Monday, August 3, 2015

"Nurse! Help! I think I sprained my everything!"

"Nurse! Help! I think I sprained my everything!"

               One of the things I've decided to devote myself to, in my course to get back to finding myself again, is getting back into my running training. And I'm not gonna lie to you. After taking the last few years off, learning how to be a wife and a stepmom and getting into the swing of things and how busy my life is now? Getting back into running after so many years without it is pure hell. When I pulled that treadmill out early this week and hopped up on it, turned a show on (seriously, if there's any show out there that will make you feel guilty sitting on your ass eating popcorn while watching it, it's "the Walking Dead".), and I turned that treadmill on and power-walked ten miles? I thought my legs were going to fall the hell off.
               Coming down after such a long run, having a pick me up wind-down snack after burning so many calories, my eyelids drooping, I heard voices in my head as I lay there. Voices telling me I was too old for this crap, that I was too far out of practice and shape for this crap, that I'm a wife now, a mom now, that I don't have to worry about this kind of crap. And with my legs aching and every bit of me feeling like it weighed a million pounds-- feeling weak-- my hair soaking wet, my body drenched in sweat, the smallest part of my brain might have believed it. But then I reminded myself that I'd just gone ten miles, even after so many years off. And that yeah, I was tired (let's be honest, I was beyond tired), and I knew I'd be sore the next day (Oh God, so unbelievably sore haha), but I'd done it.
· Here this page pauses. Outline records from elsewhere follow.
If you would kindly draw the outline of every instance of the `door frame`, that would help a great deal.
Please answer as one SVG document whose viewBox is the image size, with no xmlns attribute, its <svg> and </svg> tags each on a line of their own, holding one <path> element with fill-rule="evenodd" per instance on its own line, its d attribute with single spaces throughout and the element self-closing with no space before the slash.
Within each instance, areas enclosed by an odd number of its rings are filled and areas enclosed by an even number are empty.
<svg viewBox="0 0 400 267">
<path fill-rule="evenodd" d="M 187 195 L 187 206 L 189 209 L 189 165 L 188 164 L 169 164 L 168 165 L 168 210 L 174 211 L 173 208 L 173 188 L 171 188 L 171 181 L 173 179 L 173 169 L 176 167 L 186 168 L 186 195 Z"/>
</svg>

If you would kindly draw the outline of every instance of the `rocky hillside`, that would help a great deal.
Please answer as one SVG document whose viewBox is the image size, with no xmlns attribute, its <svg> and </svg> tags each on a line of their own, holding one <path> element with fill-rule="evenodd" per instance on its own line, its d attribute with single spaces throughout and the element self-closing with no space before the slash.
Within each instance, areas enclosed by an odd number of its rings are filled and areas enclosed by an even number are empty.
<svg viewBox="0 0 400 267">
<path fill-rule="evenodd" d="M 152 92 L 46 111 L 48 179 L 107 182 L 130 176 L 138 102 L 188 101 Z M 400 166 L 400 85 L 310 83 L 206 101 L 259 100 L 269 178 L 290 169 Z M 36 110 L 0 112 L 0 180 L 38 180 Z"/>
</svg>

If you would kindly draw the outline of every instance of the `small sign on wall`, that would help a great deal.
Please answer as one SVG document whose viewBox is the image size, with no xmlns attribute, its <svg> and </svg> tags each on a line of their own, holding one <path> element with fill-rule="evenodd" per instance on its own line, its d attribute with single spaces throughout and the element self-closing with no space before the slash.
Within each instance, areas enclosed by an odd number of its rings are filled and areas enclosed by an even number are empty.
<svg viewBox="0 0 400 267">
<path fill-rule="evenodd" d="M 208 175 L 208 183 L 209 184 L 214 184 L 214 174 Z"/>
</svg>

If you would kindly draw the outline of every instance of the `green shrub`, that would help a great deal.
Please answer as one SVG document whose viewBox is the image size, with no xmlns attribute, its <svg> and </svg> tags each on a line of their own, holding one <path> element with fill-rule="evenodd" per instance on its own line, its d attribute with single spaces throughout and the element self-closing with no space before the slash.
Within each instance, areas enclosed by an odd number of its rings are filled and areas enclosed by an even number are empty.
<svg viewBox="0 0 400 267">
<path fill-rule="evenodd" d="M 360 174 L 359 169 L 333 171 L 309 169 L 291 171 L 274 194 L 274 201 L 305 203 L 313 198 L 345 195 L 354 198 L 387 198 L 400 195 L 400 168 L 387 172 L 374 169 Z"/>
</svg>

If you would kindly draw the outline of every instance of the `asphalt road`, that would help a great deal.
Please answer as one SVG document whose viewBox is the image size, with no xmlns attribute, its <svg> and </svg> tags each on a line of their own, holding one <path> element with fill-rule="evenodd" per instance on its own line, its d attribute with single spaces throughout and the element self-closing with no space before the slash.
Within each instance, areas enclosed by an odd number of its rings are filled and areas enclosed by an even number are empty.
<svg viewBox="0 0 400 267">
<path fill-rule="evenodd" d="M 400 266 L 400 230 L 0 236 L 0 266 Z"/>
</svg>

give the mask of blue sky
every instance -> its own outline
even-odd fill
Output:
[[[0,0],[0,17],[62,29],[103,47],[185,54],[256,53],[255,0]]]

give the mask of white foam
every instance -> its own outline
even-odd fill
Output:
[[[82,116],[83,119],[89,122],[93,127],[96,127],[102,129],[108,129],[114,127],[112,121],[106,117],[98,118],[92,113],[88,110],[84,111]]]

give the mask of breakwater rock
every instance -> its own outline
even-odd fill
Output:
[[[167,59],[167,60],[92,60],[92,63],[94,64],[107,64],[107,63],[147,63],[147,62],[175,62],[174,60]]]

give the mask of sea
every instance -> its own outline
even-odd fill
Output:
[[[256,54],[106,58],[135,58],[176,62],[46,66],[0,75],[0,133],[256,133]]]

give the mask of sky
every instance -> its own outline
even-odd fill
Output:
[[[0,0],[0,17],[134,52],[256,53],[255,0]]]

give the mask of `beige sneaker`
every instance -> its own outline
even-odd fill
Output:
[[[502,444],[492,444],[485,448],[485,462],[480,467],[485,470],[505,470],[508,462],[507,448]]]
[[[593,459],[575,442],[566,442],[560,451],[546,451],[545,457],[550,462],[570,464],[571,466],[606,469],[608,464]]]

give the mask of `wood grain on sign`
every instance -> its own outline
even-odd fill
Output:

No one else had coached me, no one else nagged me. I did it, on my own, because I wanted to do it.
               And I slept better that night than I had in years. Which, as a chronic insomniac, meant a hell of a lot to me. I woke up in the morning feeling incredible. Sore as hell, in need of ice packs and wanting to put my feet up, but I felt accomplished. And yeah, it was only ten miles, but it was something. And even a little something is far better than nothing.
               That night, I queued up the blu ray again, and I was back up on the treadmill again, telling myself I'd walk another ten miles. Not running, not out to give myself a heart attack or asthma attack, just walking, decent conversational-type pace, and see how I felt (At my size, there's no way in hell I'm gonna hop up there and start running. I'm driven, goal-oriented, not crazy.)
               I got so caught up in what I was watching that after awhile, I stopped watching the digital readout on my treadmill, and when I found myself looking down, I was surprised when I realized how far I'd walked without realizing it. The ten miles I'd done the previous night felt like nothing now as I stood there, staring down at those numbers, still walking, and yeah, I was sweating from the pace I'd kept, yeah I power-walked the whole way, but I knew I wasn't done yet.
               I went another mile that night before I stopped. And it felt good. It felt like progress.
               I've been at it for over a week now, just power-walking, not trying to outdo Olympians or professional athletes, just going by how I feel and making sure I don't push too hard. I'm in it for the long haul. If I overdo it, looking for the quick fix, and I hurt myself, I won't be doing myself any favors.
               I've lost weight already this week, and my pants are getting looser. And I'm sleeping better than I've slept in years. And yes, it means less time at the keyboard, working on my writing, and it means getting even more creative with my scheduling between looking after my family, my household, my pets, sleeping, writing, running, blogging and youtubing, but as I find myself now beginning to find balance between all the aspects of my life, and as I find myself recovering more of who I am now, I find myself finding peace more and more easily in each and every aspect of my life, which in turn lends peace and balance in all the other aspects of my life in ways that I haven't found in a very long time.
               It feels good. It feels like control, empowerment, accomplishment. It feels like cresting that damnable mountain and picking up speed as I find myself coming down the other side.

               And damn, does it feel good.